Disentangling polydispersity in the PCNA−p15PAF complex, a disordered, transient and multivalent macromolecular assembly

• Published in: Nucleic acids research Vol. 45; no. 3; pp. 1501 - 1515
• Main Authors: Cordeiro, Tiago N., Chen, Po-chia, De Biasio, Alfredo, Sibille, Nathalie, Blanco, Francisco J., Hub, Jochen S., Crehuet, Ramon, Bernadó, Pau
• Format: Journal Article
• Language: English
• Published: England Oxford University Press 17.02.2017
• Subjects: Biochemistry, Molecular Biology; Biological Physics; Carrier Proteins - chemistry; Chemical Sciences; Humans; Intrinsically Disordered Proteins - chemistry; Life Sciences; Molecular Dynamics Simulation; Multiprotein Complexes - chemistry; Nuclear Magnetic Resonance, Biomolecular; Physics; Proliferating Cell Nuclear Antigen - chemistry; Protein Structure, Quaternary; Recombinant Proteins - chemistry; Scattering, Small Angle; Structural Biology; X-Ray Diffraction
• ISSN: 0305-1048; 1362-4962
• DOI: 10.1093/nar/gkw1183

The intrinsically disordered p15PAF regulates DNA replication and repair when interacting with the Proliferating Cell Nuclear Antigen (PCNA) sliding clamp.
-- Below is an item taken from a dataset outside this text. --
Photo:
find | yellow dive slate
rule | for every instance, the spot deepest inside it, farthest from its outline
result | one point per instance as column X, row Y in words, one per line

As many interactions between disordered proteins and globular partners involved in signaling and regulation, the complex between p15PAF and trimeric PCNA is of low affinity, forming a transient complex that is difficult to characterize at a structural level due to its inherent polydispersity. We have determined the structure, conformational fluctuations, and relative population of the five species that coexist in solution by combining small-angle X-ray scattering (SAXS) with molecular modelling. By using explicit ensemble descriptions for the individual species, built using integrative approaches and molecular dynamics (MD) simulations, we collectively interpreted multiple SAXS profiles as population-weighted thermodynamic mixtures. The analysis demonstrates that the N-terminus of p15PAF penetrates the PCNA ring and emerges on the back face. This observation substantiates the role of p15PAF as a drag regulating PCNA processivity during DNA repair. Our study reveals the power of ensemble-based approaches to decode structural, dynamic, and thermodynamic information from SAXS data. This strategy paves the way for deciphering the structural bases of flexible, transient and multivalent macromolecular assemblies involved in pivotal biological processes.